Even with pricing advantages, many find broad match – and tools like AI Max for Search or PMax – produce too many low-relevance queries.
That’s why Enhanced Conversions for Leads (EC4L) is essential.
It gives the algorithm better quality signals to help broad match identify valuable users, not just anyone who fills out a form or makes a phone call.
Even if you don’t meet Google’s recommended 30 paid customers per 30 days, EC4L can be supplemented with other quality signals, like qualified phone calls tracked via platforms like CallRail.
EC4L lets Google match signed-in users who engage with ads to conversions on your site. Their purchase data is then fed back into the algorithm.
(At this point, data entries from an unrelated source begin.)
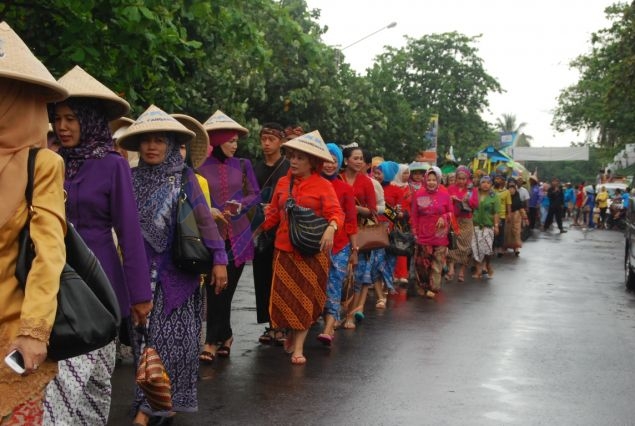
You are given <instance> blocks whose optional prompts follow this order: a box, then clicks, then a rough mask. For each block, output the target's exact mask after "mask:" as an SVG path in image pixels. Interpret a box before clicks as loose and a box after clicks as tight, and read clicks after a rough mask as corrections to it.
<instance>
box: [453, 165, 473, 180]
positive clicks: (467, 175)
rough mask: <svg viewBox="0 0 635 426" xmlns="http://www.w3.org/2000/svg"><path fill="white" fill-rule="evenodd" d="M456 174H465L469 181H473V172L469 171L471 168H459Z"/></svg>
mask: <svg viewBox="0 0 635 426" xmlns="http://www.w3.org/2000/svg"><path fill="white" fill-rule="evenodd" d="M455 173H456V174H457V175H458V174H459V173H463V174H465V176H466V177H467V180H470V179H472V172H471V171H470V169H469V168H467V167H466V166H459V167H457V168H456V172H455Z"/></svg>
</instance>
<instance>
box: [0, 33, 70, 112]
mask: <svg viewBox="0 0 635 426" xmlns="http://www.w3.org/2000/svg"><path fill="white" fill-rule="evenodd" d="M0 78H8V79H12V80H19V81H23V82H25V83H30V84H33V85H36V86H39V87H41V88H42V89H43V90H41V92H40V93H41V94H42V97H43V99H42V100H43V101H46V102H55V101H61V100H62V99H64V98H66V97H67V96H68V92H67V91H66V89H64V88H63V87H62V86H60V85H59V84H58V83H57V82H56V81H55V78H54V77H53V76H52V75H51V73H50V72H49V71H48V70H47V69H46V67H45V66H44V64H42V62H40V61H39V60H38V59H37V58H36V57H35V55H33V53H31V51H30V50H29V48H28V46H27V45H26V44H24V42H23V41H22V39H21V38H20V37H19V36H18V35H17V34H16V33H15V32H14V31H13V30H12V29H11V27H10V26H9V24H7V23H6V22H4V21H2V22H0Z"/></svg>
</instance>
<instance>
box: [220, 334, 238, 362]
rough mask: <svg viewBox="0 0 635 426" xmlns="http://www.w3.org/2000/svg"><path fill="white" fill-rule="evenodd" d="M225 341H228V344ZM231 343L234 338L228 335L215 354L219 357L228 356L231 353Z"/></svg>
mask: <svg viewBox="0 0 635 426" xmlns="http://www.w3.org/2000/svg"><path fill="white" fill-rule="evenodd" d="M227 342H229V344H228V343H227ZM232 343H234V338H233V337H230V338H229V339H227V340H226V341H225V343H224V344H223V346H221V347H220V348H218V350H217V351H216V356H218V357H221V358H229V355H230V354H231V350H232V348H231V346H232Z"/></svg>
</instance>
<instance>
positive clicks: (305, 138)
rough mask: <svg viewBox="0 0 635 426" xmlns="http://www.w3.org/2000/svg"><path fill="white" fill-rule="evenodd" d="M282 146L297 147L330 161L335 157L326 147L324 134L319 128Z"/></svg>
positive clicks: (329, 162) (328, 161)
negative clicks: (320, 134)
mask: <svg viewBox="0 0 635 426" xmlns="http://www.w3.org/2000/svg"><path fill="white" fill-rule="evenodd" d="M282 146H284V147H287V148H291V149H297V150H298V151H302V152H304V153H305V154H309V155H312V156H314V157H317V158H319V159H320V160H324V161H326V162H329V163H332V162H333V157H332V156H331V153H330V152H329V149H328V148H327V147H326V144H325V143H324V140H323V139H322V135H320V132H318V131H317V130H314V131H312V132H311V133H306V134H304V135H302V136H298V137H297V138H294V139H291V140H290V141H287V142H285V143H283V144H282Z"/></svg>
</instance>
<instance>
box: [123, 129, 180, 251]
mask: <svg viewBox="0 0 635 426" xmlns="http://www.w3.org/2000/svg"><path fill="white" fill-rule="evenodd" d="M167 139H168V148H167V153H166V157H165V160H164V161H163V163H161V164H157V165H154V166H153V165H150V164H148V163H146V162H145V161H143V159H139V166H138V167H136V168H134V169H132V187H133V189H134V193H135V198H136V199H137V209H138V210H139V220H140V222H141V233H142V234H143V238H144V239H145V240H146V241H147V242H148V244H150V246H152V248H153V249H154V250H155V251H156V252H157V253H163V252H164V251H165V249H166V248H167V247H168V242H169V241H170V240H169V239H170V238H171V236H172V229H173V224H174V221H175V220H176V204H177V203H176V201H177V199H178V197H179V192H180V190H181V175H182V173H183V164H184V162H183V157H182V156H181V152H180V145H179V144H178V143H176V139H175V138H174V135H173V134H172V133H167Z"/></svg>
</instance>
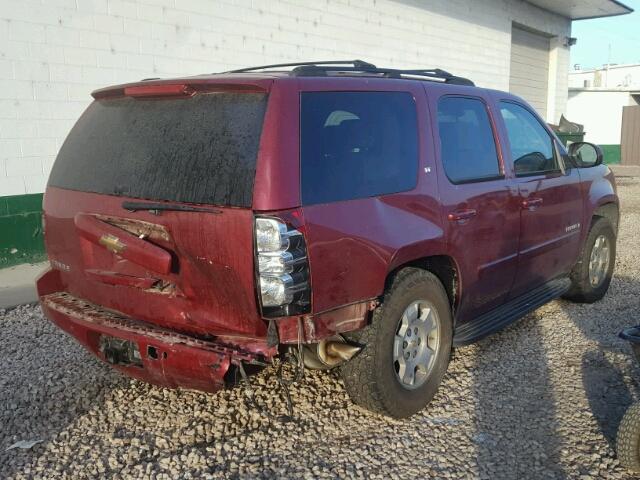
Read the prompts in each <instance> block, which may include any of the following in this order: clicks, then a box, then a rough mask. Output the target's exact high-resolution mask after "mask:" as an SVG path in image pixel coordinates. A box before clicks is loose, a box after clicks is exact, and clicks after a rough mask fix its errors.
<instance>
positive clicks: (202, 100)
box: [49, 93, 267, 207]
mask: <svg viewBox="0 0 640 480" xmlns="http://www.w3.org/2000/svg"><path fill="white" fill-rule="evenodd" d="M266 103H267V95H266V94H262V93H209V94H199V95H195V96H194V97H191V98H173V99H135V98H127V97H125V98H118V99H105V100H96V101H94V102H93V103H92V104H91V105H90V106H89V108H88V109H87V110H86V111H85V112H84V114H83V115H82V117H80V119H79V120H78V122H77V123H76V125H75V126H74V127H73V129H72V130H71V133H70V134H69V136H68V137H67V139H66V141H65V142H64V144H63V146H62V148H61V150H60V153H59V154H58V157H57V159H56V162H55V164H54V166H53V169H52V171H51V175H50V177H49V185H50V186H53V187H59V188H66V189H71V190H79V191H84V192H93V193H101V194H106V195H117V196H127V197H134V198H141V199H148V200H169V201H177V202H190V203H206V204H213V205H228V206H238V207H250V206H251V201H252V191H253V181H254V177H255V166H256V157H257V153H258V146H259V142H260V134H261V132H262V123H263V119H264V112H265V109H266Z"/></svg>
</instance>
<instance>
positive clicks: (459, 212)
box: [447, 208, 478, 223]
mask: <svg viewBox="0 0 640 480" xmlns="http://www.w3.org/2000/svg"><path fill="white" fill-rule="evenodd" d="M477 214H478V212H477V211H476V210H474V209H472V208H469V209H467V210H456V211H455V212H451V213H450V214H449V215H448V217H447V218H448V219H449V220H451V221H452V222H459V223H464V222H465V221H467V220H469V219H470V218H473V217H475V216H476V215H477Z"/></svg>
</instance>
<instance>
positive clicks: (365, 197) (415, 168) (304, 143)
mask: <svg viewBox="0 0 640 480" xmlns="http://www.w3.org/2000/svg"><path fill="white" fill-rule="evenodd" d="M300 118H301V125H300V129H301V146H300V157H301V162H300V163H301V170H302V171H301V177H302V203H303V204H304V205H310V204H317V203H327V202H335V201H340V200H351V199H355V198H366V197H372V196H376V195H384V194H389V193H396V192H403V191H407V190H411V189H413V188H414V187H415V186H416V182H417V175H418V173H417V172H418V127H417V120H416V105H415V102H414V100H413V96H412V95H411V94H410V93H405V92H313V93H303V94H302V100H301V114H300Z"/></svg>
For more complex sales pipelines, you can add intermediary steps to boost signal volume, like this advertiser:

I recently onboarded a lead gen client where we implemented EC4L, switched from phrase to broad match, and enabled value-based bidding. The impact was meaningful.

While cost per conversion rose sharply, those conversions represented actual purchases – not just leads – leading to higher revenue and improved ROAS from generic campaigns.
Dig deeper: 5 ways to improve PPC lead quality
Is it time to pause phrase match?
Many in the Google Ads ecosystem like to joke that keywords will eventually be replaced by themes or some new AI-driven solution.
While that future isn’t here yet, broad match is a clear step in that direction.
One broad match keyword can now do the work of 10 phrase match terms.
Given broad match’s preferential CPCs and phrase match’s rising costs and deteriorating quality, it may be time to accept that phrase is losing ground, for good.